I have an organizational system that I’m guessing many of you are familiar with. It’s often referred to as organized chaos. I have piles and piles organized throughout my workspace, and to the untrained eye they might just look like piles, but to me it makes complete sense. I have my “deal with right now” pile and my “recycle me” pile. I have a “for Duncan to deal with” pile and a “never look at again but don’t want to throw out” pile. Sometimes the items get moved from pile to pile until they end up in their permanent home (either an actual folder or the recycling bin) and my life feels organized and manageable. Every once in a while I get fed up with the size of the piles, go through them all, and whittle them down to the bare essentials. And then the process starts all over again.
Organized chaos is not a new management system. In fact, this week’s Torah portion, Bereshit, originates this concept. As the Torah begins anew we start with the very act of creation itself. We begin again with our familiar story and move quickly from the days of creation through the narrative of Adam and Eve in the beautiful Garden of Eden to the first time someone challenged God. From there we witness the first explosive sibling rivalry with Cain and Abel. The end then careens us forward in time to the line of Noah.

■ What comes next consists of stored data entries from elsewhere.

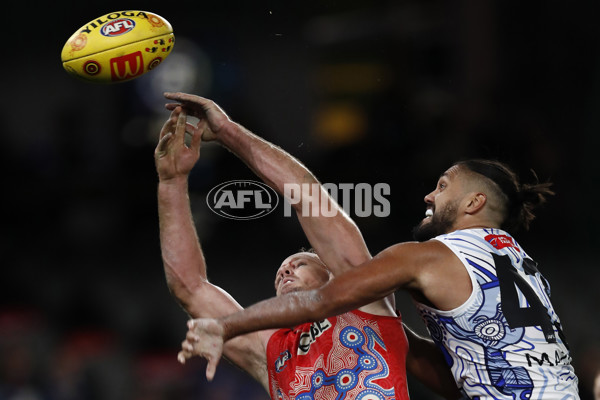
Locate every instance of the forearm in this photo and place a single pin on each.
(268, 161)
(182, 255)
(334, 236)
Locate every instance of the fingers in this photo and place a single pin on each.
(180, 126)
(161, 148)
(211, 368)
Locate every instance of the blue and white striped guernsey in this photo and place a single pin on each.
(505, 341)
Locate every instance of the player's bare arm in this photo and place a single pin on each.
(410, 266)
(336, 239)
(183, 260)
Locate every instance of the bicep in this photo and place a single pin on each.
(392, 269)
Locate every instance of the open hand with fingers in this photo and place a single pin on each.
(173, 157)
(204, 339)
(204, 109)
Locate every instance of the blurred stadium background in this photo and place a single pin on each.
(361, 91)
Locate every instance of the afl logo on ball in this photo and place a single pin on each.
(242, 199)
(117, 27)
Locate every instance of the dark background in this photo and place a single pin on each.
(360, 91)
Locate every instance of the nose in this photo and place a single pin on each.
(429, 198)
(286, 269)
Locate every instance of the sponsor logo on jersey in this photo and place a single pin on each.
(280, 362)
(308, 338)
(500, 241)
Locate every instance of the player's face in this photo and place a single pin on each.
(301, 271)
(442, 206)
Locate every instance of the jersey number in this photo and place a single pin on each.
(536, 313)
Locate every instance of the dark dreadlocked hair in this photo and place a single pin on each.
(520, 199)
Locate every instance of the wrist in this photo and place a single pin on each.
(175, 181)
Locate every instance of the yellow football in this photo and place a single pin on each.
(118, 46)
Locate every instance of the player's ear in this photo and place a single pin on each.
(475, 202)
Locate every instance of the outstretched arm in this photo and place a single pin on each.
(183, 259)
(336, 239)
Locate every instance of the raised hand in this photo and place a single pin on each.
(204, 339)
(203, 109)
(172, 156)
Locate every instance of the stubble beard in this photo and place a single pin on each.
(440, 223)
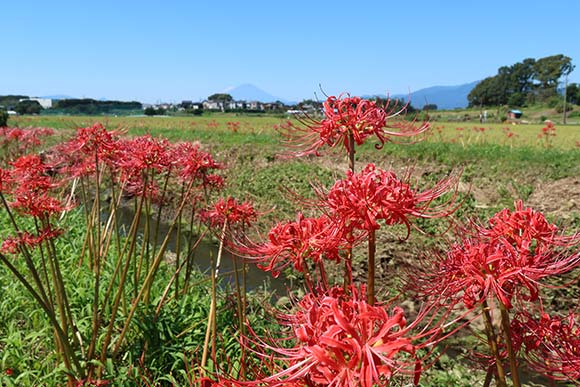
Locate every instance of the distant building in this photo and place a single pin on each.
(514, 114)
(46, 103)
(254, 105)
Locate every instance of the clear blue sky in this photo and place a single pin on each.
(173, 50)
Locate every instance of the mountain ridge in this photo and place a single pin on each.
(444, 96)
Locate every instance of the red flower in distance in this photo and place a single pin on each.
(295, 243)
(363, 199)
(513, 254)
(230, 211)
(345, 116)
(192, 163)
(342, 341)
(552, 344)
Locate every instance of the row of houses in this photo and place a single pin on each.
(233, 105)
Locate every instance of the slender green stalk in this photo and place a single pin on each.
(122, 280)
(211, 321)
(371, 268)
(95, 250)
(69, 353)
(492, 343)
(505, 323)
(147, 282)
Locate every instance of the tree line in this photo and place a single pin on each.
(526, 82)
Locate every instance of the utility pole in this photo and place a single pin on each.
(565, 91)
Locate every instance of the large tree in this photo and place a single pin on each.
(28, 106)
(524, 81)
(550, 69)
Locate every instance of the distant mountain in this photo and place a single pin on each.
(249, 92)
(445, 97)
(58, 96)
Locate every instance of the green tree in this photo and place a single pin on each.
(220, 97)
(573, 94)
(522, 76)
(150, 111)
(550, 69)
(489, 92)
(3, 118)
(28, 106)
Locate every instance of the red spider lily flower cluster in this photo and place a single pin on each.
(30, 183)
(135, 163)
(296, 242)
(342, 341)
(514, 253)
(550, 344)
(346, 116)
(92, 383)
(14, 244)
(23, 138)
(548, 131)
(229, 211)
(194, 164)
(363, 199)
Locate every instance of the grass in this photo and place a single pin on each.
(508, 167)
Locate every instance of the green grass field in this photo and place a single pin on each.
(500, 164)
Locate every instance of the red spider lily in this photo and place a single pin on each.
(94, 139)
(31, 186)
(5, 180)
(24, 138)
(194, 164)
(234, 126)
(92, 382)
(522, 225)
(345, 116)
(145, 152)
(342, 341)
(295, 243)
(363, 199)
(230, 211)
(516, 252)
(552, 344)
(94, 144)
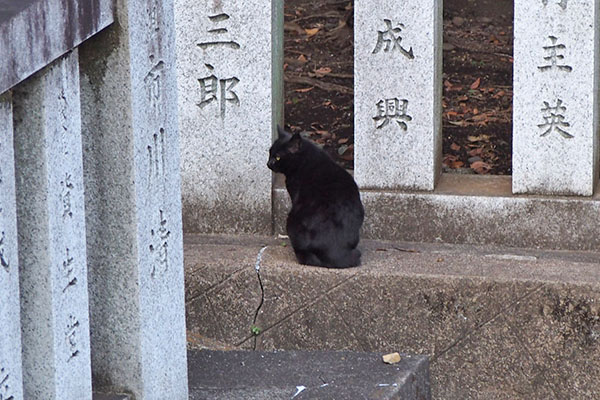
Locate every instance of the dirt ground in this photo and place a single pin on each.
(477, 80)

As the story of creation begins, “In the beginning God created the heavens and the earth. And the earth was Tohu Va’Vohu.” A modern translation could read this as “organized chaos.” When I read this I always picture God looking around at various piles trying to figure out what goes where. Sort of like the sorcerer in Disney’s Fantasia, I imagine God moving a wand around, organizing the heavens, the earth, the waters, the plants, and the animals and people until they are in just the right place to work together in harmony.
So often we think of God as being this perfect entity who fashions a perfectly deliberate creation with everything in the right place and placed in an orderly fashion, yet here we are reading the first few sentences of our Torah, telling us that even God has piles all around.
This notion of “organized chaos” is comforting to me. It’s a little counterintuitive to think of comfort in chaos, but life is full of chaotic moments. Whether it is my piles all around or running from activity to activity, it’s easy to feel like the world is whizzing by, However, we read Parshat Bereshit this morning and are reminded that from the chaos we create order. Just please excuse the mess.